A planar coil of area 7 ${\mathrm{m}}^2$ carrying an anti-clockwise current 2 A is placed in an extemal magnetic field $\vec{B}=(0.2\hat{i}+0.2\hat{j}-0.3\hat{k})$, such that the normal to the plane is along the line$(3\hat{i}-5\hat{j}+4\hat{k})$. Select correct statements from the following .  ( Consider Normal of the coil and Magnetic moment vectors to be in  the same direction ) 

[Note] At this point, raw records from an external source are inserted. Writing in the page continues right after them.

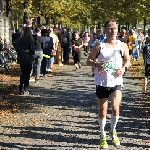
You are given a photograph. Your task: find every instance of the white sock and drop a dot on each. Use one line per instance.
(102, 126)
(114, 120)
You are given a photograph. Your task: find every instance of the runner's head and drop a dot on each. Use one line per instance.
(76, 34)
(94, 35)
(123, 30)
(86, 34)
(148, 32)
(111, 29)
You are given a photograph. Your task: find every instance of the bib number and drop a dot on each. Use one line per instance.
(110, 66)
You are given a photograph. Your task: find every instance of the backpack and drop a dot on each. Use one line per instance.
(24, 53)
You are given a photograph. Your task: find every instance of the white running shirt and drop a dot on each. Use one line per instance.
(109, 78)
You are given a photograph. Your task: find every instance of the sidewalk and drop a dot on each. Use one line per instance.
(61, 114)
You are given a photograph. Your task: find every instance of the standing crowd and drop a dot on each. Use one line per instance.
(109, 54)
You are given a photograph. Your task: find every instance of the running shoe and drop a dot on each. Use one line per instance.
(115, 139)
(103, 143)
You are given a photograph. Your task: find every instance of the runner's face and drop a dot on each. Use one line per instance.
(111, 30)
(76, 35)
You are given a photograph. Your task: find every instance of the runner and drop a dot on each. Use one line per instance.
(86, 39)
(91, 44)
(108, 78)
(146, 55)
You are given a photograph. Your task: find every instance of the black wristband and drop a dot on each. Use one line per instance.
(95, 64)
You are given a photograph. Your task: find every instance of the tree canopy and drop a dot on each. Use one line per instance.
(83, 12)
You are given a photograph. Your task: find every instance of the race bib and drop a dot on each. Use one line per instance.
(110, 66)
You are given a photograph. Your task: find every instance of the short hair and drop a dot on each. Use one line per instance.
(124, 28)
(28, 21)
(37, 30)
(107, 22)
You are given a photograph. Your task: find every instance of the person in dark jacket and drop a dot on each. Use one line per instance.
(25, 50)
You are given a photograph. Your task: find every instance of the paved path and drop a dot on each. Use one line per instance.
(61, 114)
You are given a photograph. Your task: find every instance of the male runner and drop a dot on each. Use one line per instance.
(108, 78)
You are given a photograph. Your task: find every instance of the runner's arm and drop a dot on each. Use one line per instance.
(126, 55)
(90, 60)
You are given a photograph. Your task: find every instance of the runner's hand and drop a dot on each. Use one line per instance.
(100, 66)
(120, 71)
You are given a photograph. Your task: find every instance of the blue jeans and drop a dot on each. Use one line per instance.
(37, 63)
(67, 50)
(25, 76)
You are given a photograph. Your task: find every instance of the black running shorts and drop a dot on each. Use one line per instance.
(147, 70)
(104, 92)
(130, 52)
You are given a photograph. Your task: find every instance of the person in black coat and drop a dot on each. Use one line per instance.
(25, 50)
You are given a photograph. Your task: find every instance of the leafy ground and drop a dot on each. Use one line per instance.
(9, 102)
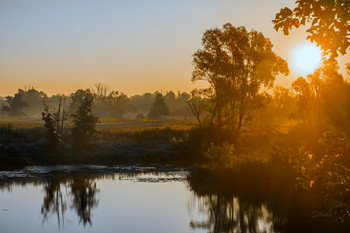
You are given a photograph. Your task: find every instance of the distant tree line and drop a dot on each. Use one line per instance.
(106, 103)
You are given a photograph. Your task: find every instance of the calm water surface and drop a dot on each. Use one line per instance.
(119, 199)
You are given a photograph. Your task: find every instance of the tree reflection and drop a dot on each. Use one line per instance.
(83, 193)
(53, 201)
(80, 196)
(229, 214)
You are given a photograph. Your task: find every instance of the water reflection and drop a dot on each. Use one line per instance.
(230, 214)
(78, 193)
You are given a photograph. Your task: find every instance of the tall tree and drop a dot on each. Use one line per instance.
(84, 123)
(159, 108)
(14, 105)
(236, 63)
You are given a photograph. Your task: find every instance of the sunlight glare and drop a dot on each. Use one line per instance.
(306, 58)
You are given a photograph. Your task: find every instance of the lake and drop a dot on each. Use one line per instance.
(121, 199)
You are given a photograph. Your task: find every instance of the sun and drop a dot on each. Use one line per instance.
(306, 58)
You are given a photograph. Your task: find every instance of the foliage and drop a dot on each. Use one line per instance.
(54, 123)
(14, 105)
(197, 102)
(329, 23)
(84, 122)
(110, 104)
(327, 174)
(236, 63)
(159, 108)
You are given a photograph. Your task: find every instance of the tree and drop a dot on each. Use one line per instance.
(159, 108)
(236, 63)
(14, 105)
(329, 23)
(84, 122)
(196, 102)
(54, 122)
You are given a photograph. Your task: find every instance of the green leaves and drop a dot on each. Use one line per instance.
(329, 28)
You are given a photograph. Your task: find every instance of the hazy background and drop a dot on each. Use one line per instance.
(135, 46)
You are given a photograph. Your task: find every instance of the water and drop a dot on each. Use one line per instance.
(121, 199)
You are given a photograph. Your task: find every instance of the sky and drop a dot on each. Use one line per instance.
(135, 46)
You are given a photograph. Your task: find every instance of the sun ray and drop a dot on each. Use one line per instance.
(306, 58)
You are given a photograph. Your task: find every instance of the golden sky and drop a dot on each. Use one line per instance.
(134, 46)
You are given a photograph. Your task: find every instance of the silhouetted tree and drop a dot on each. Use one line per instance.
(84, 122)
(236, 63)
(159, 108)
(54, 123)
(329, 20)
(14, 105)
(197, 101)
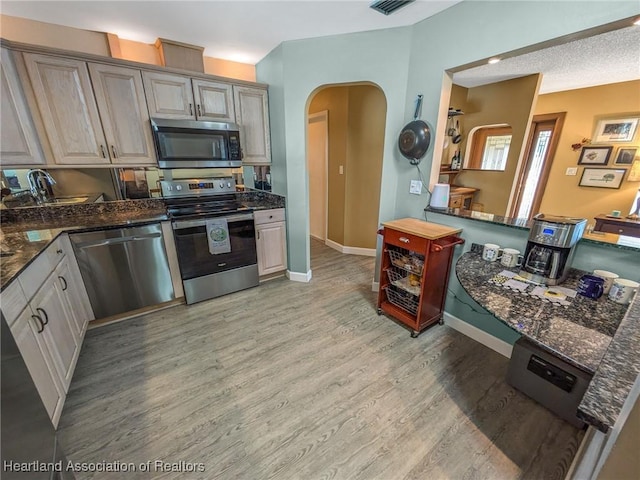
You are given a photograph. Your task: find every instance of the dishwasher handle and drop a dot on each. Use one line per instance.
(118, 241)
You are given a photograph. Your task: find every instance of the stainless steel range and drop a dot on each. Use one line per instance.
(214, 234)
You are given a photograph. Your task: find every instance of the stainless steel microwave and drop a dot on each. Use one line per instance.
(194, 144)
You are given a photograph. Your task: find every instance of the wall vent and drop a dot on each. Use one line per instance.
(389, 6)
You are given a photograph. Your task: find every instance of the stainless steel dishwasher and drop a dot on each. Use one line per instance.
(124, 269)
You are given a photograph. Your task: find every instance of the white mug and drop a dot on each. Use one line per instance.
(608, 278)
(623, 290)
(491, 252)
(511, 258)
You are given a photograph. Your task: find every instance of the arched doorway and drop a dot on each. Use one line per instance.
(345, 141)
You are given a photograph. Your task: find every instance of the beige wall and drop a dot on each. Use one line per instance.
(457, 101)
(67, 38)
(356, 134)
(367, 114)
(509, 102)
(563, 195)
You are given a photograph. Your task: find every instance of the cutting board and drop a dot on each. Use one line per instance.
(421, 228)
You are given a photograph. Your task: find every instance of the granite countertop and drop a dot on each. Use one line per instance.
(597, 238)
(26, 232)
(600, 337)
(610, 386)
(579, 333)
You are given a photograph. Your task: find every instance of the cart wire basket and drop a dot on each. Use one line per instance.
(402, 299)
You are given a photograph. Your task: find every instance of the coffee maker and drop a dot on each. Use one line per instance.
(550, 248)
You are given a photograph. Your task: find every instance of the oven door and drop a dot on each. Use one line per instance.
(193, 248)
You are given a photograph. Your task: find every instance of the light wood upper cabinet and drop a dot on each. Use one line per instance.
(252, 113)
(169, 96)
(66, 103)
(180, 97)
(123, 110)
(214, 101)
(19, 143)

Area $A=7m^2,$ Normal $\hat{n}=\frac{1}{\sqrt{50}}(3\hat{i}-5\hat{j}+4\hat{k})$
$\simeq \frac{1}{7}(3\hat{i}-5\hat{j}+4\hat{k})$
$\therefore$ area $\vec{A}=(3\hat{i}-5\hat{j}+4\hat{k})m^2$
Magnetic field $\vec{B}=(0.2\hat{i}+0.2\hat{j}-0.3\hat{k})T$
Current $I=2A$
$\therefore$ magnetic moment $\vec{M}=I\vec{A}=(6\hat{i}-10\hat{j}+8\hat{k})A{m}^2$
$|\vec{M}|\simeq 14A{m}^2(2\times 7=14)$
Potential energy U$=-\vec{M}.\vec{B}$
$=-[1.2-2-2.4]=3.2J$
Let $\theta$ be the angle between $\hat{n}$ and $\vec{B}$(i.e.,)between $\vec{M}$ and $\vec{B}.$
Now,U$=-MBcos\theta .$
$\therefore cos\theta =-\frac{U}{MB}=-\frac{3.2}{14\times 0.4}(\because \sqrt{0.17}\simeq 0.4)$
$=-\frac{4}{7}=-0.57$
$\theta =\pi -co{s}^{-1}(0.57)$